Closed theoevans1 closed 3 years ago
Access being denied is common, usually, the servers might suspect you of being a bot and temporarily deny you from scraping. This issue is unfixable, maybe use a different header? Overall you can't really fix this.
"Access Denied" is the scraper's error message for private fics. The errors file will contain the work IDs for the Access Denied fics; if you navigate directly to that work (e.g. https://archiveofourown.org/works/ID), you can check if that is the issue (or a related access restriction). We cannot (and should not) scrape private fics.
@ssterman Hm, they don't seem to be private or otherwise restricted. It's generally been alternating between several in a row scraped successfully and several in a row Access Denied.
In that case @jack-debug may be correct; the scraper outputs "access denied" if there was an error or if it can't find the body text, which might happen if you're being blocked. Try increasing the delay between page accesses. You can also extract the failed IDs from the error file and retry only those in a separate batch.
Makes sense, I'll try running the failed IDs again. Thank you for your help!

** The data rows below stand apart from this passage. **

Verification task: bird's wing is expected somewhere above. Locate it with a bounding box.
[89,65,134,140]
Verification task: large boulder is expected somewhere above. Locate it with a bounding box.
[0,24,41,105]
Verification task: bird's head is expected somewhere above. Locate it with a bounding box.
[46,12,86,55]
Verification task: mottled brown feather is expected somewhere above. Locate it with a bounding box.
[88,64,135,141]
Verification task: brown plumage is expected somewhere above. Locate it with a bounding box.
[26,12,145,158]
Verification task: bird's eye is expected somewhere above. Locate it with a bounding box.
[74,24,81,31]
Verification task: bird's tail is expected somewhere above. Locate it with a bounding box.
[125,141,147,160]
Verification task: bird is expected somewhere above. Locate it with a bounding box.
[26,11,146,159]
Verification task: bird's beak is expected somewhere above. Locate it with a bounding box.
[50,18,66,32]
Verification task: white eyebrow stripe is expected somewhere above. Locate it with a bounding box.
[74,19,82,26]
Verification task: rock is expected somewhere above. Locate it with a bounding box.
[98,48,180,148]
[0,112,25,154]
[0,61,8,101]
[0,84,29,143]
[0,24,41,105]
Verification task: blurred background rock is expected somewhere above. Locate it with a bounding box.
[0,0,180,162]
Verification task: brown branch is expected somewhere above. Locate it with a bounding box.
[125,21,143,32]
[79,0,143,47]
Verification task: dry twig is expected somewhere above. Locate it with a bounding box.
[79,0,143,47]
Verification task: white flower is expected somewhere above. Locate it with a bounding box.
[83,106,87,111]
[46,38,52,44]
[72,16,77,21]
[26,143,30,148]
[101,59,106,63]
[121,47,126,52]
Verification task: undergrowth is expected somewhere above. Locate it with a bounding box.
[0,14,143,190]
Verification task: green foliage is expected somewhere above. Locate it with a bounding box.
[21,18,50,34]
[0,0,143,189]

Hi! I've tried a few times to run
python ao3_get_fanfics.py
, and it's successfully scraping around half of the stories but the rest are coming back "Access Denied." I tried adding this http header flag but it didn’t seem to help:--header 'Chrome/88.0.4324.146 (Macintosh; Intel Mac OS X 10.15.7); Theo Evans/University of Chicago/theoevans@uchicago.edu'
Any ideas of what might be going wrong?
Thank you!